Interpretation of LOC
•
•
LOC was developed and verified as a method for predicting when a sound
will be accurately localized when the direct sound is much lower in total
energy than the sum of all reflections.
Like C80, IACC80, and similar measures, LOC is based on a time window
that begins with the onset of the direct sound.
– In practice, syllables or notes that will be affected by any of these measures will
depend on the rise time (onset time) of the sound.
– If the sound starts gradually the precise moment of onset becomes
indeterminate, and separating direct sound from reflections becomes impossible.
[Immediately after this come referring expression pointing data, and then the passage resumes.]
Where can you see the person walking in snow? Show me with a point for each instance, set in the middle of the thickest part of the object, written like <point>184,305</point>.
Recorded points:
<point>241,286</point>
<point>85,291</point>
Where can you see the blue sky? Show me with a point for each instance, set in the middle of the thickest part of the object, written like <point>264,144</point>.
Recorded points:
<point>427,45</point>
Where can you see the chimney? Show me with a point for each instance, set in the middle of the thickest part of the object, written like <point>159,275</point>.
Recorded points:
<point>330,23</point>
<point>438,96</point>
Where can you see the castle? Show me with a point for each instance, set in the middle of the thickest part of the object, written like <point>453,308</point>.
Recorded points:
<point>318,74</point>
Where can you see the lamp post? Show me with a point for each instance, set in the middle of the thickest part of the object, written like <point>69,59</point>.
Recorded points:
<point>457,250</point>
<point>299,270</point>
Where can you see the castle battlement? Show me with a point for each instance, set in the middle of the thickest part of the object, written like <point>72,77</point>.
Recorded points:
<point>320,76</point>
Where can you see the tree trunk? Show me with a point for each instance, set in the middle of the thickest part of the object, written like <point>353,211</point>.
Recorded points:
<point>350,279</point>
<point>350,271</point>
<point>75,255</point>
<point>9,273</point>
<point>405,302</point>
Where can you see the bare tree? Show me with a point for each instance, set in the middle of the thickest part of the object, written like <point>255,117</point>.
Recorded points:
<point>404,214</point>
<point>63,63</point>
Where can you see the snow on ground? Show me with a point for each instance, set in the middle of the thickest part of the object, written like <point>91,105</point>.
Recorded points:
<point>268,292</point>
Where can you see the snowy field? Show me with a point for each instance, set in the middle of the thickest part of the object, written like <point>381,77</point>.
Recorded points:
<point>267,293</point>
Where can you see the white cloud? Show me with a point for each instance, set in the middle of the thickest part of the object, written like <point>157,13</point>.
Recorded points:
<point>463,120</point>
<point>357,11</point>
– Thus LOC – and other such measures – are accurately predictive only for signals
with sharp onsets.
– Additionally, if the direct sound from a note or syllable is masked by
reverberation from a previous sound, the direct sound will not be audible.
•
LOC predicts the audibility of the direct sound for a syllable or note with a
rapid rise-time when there is sufficient freedom from masking from previous
sounds.
– Although musical signals often do not meet these criteria, in practice there are
enough occasions that do meet the criteria that the LOC equation is useful.
•
Remember that for the purposes of this talk Localization is only a proxy for
the main goal – predicting when the direct sound is sufficiently audible to
produce engagement.
– Preliminary results suggest LOC achieves this goal.
Localization Equation Setup
•
The Localization Equation was developed and tested using binaural impulse
response generated using the author’s own HRTFs.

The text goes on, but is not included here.